The center’s specialists, after surveying the working environment, working condition safety and interviewing workers at electronics assembling workshops, have found that the workers mostly work manually, but there are also the production lines that make and test products before they are launched into the market.

According to Huong, most of the workers, though working in hazardous environments, do not know that they need to use labor safety equipment, such as protective masks or gloves.

The workers at some special production lines, in principle, need to use special non-chemical protective masks. However, they were not given such the masks.

Huong pointed out that workers have not been protected well enough because the enterprises’ owners try to cut down expenses to reduce the production costs, while the labor safety clothes are relatively expensive.

Nevertheless, she stressed that Vietnamese workers have the right to request the equipment to protect themselves during the work. Though the equipment is really costly, and they make nothing if compared with the values of the high-technology products sold on the market.

China says “no” to hazardous industries, how about Vietnam?

The development and integration center has also pointed out that though having to work in the hazardous environment, Vietnamese workers only receive modest pay.

China was once the ideal destination for the global electronics manufacturers, who only had to pay $90 a month to every worker.

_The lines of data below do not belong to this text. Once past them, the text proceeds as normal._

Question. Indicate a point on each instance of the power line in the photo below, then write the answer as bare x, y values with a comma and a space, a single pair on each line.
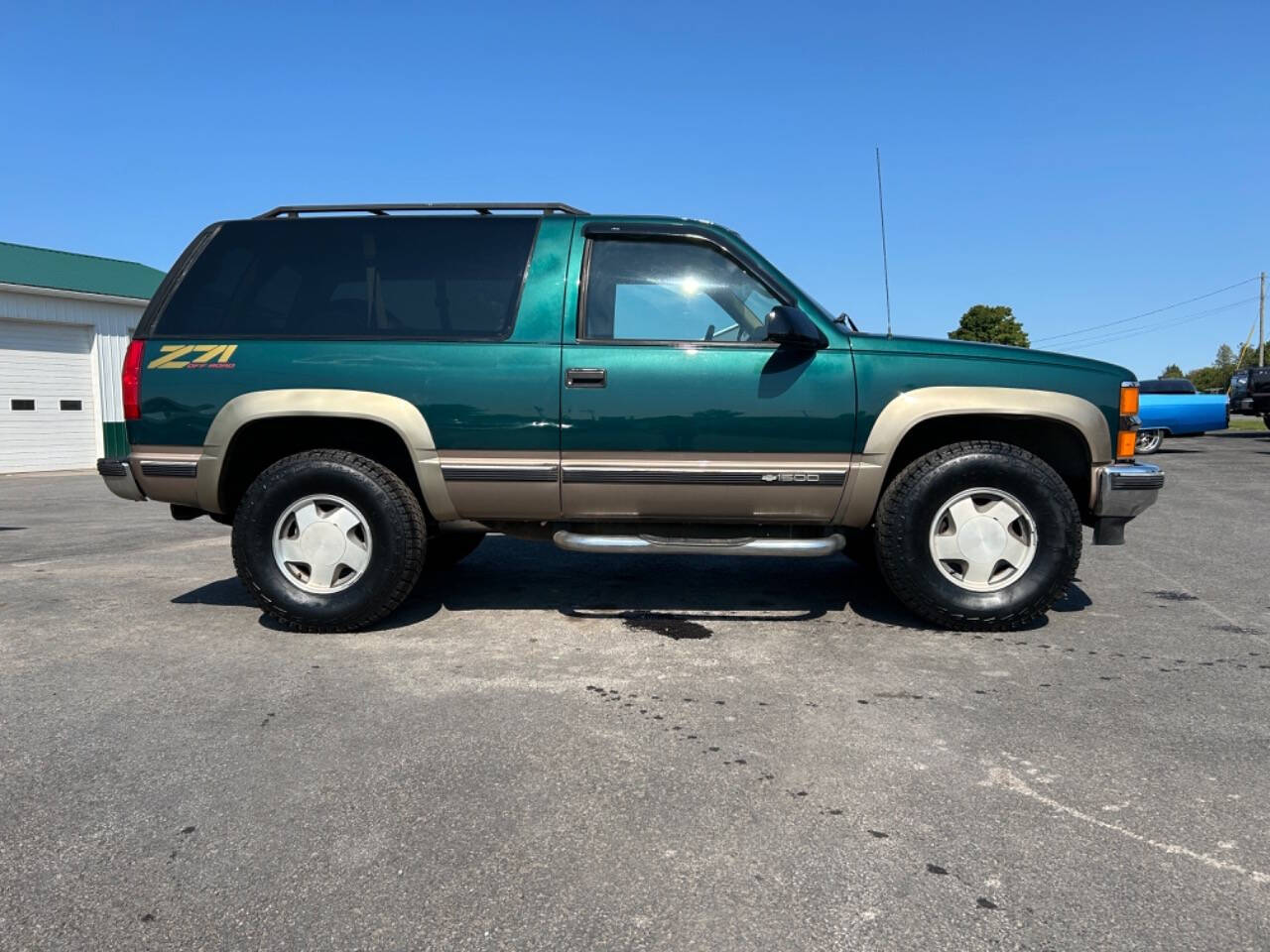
1164, 325
1144, 313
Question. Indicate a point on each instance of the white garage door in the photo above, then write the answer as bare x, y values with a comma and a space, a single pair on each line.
46, 398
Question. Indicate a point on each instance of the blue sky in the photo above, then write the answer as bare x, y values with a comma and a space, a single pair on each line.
1080, 163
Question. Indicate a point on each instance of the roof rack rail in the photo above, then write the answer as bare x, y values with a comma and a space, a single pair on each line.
295, 211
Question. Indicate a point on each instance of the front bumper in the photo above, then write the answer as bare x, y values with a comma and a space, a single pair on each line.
1124, 490
117, 475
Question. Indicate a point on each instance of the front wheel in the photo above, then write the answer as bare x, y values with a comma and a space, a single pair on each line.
978, 536
1148, 442
327, 540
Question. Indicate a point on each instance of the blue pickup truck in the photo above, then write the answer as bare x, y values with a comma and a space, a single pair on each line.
1173, 408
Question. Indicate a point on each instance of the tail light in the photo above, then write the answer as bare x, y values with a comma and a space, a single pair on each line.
1127, 436
132, 380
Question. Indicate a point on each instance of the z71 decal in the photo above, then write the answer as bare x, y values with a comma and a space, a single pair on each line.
212, 357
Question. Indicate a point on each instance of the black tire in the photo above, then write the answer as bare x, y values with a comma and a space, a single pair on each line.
448, 548
1151, 445
394, 517
913, 499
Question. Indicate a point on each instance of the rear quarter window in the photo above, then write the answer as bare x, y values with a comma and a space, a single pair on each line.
391, 277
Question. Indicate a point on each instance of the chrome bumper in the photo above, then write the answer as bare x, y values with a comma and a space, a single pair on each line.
1124, 490
117, 475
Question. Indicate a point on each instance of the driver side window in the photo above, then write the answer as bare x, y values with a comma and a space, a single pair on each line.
651, 290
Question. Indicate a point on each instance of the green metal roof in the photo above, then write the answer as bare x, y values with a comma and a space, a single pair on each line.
45, 268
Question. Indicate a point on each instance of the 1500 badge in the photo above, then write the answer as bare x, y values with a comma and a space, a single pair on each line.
212, 357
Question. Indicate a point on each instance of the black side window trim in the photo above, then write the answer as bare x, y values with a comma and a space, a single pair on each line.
597, 231
154, 309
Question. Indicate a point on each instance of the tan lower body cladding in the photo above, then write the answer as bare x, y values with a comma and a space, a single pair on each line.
518, 485
167, 474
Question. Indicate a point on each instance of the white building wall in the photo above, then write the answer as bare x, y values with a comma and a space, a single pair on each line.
112, 320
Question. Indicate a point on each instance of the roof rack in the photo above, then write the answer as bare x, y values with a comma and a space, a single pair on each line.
295, 211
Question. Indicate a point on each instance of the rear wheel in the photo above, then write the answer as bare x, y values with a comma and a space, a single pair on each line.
978, 536
1148, 442
327, 540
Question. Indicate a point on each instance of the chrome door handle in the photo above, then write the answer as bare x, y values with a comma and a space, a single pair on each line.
585, 377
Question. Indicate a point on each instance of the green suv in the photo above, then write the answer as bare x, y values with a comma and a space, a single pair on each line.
365, 393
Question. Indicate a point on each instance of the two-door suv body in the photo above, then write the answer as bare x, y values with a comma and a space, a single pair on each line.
366, 391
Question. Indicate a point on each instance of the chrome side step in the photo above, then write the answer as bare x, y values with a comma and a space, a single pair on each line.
665, 544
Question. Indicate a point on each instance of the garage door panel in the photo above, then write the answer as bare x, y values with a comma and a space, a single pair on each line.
46, 363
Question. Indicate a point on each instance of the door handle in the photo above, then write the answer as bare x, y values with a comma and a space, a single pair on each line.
584, 377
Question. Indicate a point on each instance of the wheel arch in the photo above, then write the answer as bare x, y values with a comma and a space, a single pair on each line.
922, 419
388, 413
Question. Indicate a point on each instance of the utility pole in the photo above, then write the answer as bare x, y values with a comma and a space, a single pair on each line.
1261, 324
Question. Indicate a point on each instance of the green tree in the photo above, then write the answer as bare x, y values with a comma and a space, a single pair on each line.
1224, 358
1250, 357
1209, 379
991, 324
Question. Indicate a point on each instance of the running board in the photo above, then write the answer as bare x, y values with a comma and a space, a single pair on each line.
665, 544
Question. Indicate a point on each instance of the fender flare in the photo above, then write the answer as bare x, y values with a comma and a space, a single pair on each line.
915, 407
400, 416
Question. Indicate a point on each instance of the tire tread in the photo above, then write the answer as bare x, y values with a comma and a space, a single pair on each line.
892, 524
408, 513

However, things are getting quite different. As the economy has got improved and living standards have been upgraded, Chinese have become more demanding.

According to Huong, China now tries to put hazardous waste outside its territory, doesn’t want hazardous industries, and wants higher salaries for workers.

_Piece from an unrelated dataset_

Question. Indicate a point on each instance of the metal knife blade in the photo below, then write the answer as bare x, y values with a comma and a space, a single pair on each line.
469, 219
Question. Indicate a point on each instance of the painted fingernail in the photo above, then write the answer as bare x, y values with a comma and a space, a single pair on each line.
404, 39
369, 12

“These are the reasons behind the global electronics groups’ leave for Vietnam,” Huong said. “The expected profits to be made in China have become less attractive.”

Vietnam has received a series of huge investment projects in the high technology sectors in recent years, from the Intel’s project in HCM City, worth billions of dollars, to Samsung’s two big projects in Bac Ninh and Thai Nguyen provinces, or Canon’s and Panasonic’s.

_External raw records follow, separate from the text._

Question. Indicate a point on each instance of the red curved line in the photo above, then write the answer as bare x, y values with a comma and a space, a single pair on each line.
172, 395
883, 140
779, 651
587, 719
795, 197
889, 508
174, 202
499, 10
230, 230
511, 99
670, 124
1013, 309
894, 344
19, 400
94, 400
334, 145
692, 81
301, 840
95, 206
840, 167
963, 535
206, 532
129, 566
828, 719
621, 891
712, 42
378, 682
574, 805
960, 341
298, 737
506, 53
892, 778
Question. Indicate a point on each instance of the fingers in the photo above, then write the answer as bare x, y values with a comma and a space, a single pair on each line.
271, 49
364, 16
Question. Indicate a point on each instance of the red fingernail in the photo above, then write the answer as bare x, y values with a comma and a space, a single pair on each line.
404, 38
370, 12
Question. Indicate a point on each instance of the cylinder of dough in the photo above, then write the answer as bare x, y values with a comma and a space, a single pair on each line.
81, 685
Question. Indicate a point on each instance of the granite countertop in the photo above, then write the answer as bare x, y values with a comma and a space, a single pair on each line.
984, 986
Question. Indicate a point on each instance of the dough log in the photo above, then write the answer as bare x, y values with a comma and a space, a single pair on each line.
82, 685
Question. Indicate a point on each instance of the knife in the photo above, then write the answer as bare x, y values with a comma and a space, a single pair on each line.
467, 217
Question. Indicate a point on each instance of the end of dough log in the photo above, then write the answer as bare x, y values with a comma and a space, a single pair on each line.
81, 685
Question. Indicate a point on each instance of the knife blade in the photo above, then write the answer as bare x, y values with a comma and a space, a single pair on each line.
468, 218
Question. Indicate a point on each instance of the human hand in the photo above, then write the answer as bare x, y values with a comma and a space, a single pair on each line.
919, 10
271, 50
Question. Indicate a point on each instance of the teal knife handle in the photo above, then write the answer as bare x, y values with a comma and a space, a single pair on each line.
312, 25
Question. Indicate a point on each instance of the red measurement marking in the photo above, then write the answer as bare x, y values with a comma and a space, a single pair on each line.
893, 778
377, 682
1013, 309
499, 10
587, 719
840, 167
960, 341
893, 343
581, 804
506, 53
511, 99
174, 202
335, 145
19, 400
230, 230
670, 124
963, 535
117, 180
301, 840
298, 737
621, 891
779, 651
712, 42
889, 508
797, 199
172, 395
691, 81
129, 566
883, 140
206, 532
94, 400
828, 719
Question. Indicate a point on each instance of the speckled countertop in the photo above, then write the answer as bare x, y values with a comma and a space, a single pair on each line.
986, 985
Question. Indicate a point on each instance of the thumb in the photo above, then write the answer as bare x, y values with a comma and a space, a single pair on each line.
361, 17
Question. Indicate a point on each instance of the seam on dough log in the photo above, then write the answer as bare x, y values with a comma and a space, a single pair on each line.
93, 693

Samsung once built up its biggest smart phone factory in China to take full advantage of the low labor cost in the country. However, it later has decided to relocate its factories to Vietnam, because the Chinese high economic growth rate has led to the Chinese higher salaries.

The global electronics group, which saw the profits drop because of the increased salaries in China, have together with Nokia Oyj and Intel Corp-- decided to move to Vietnam, where the labor cost is just 1/3 of that in China.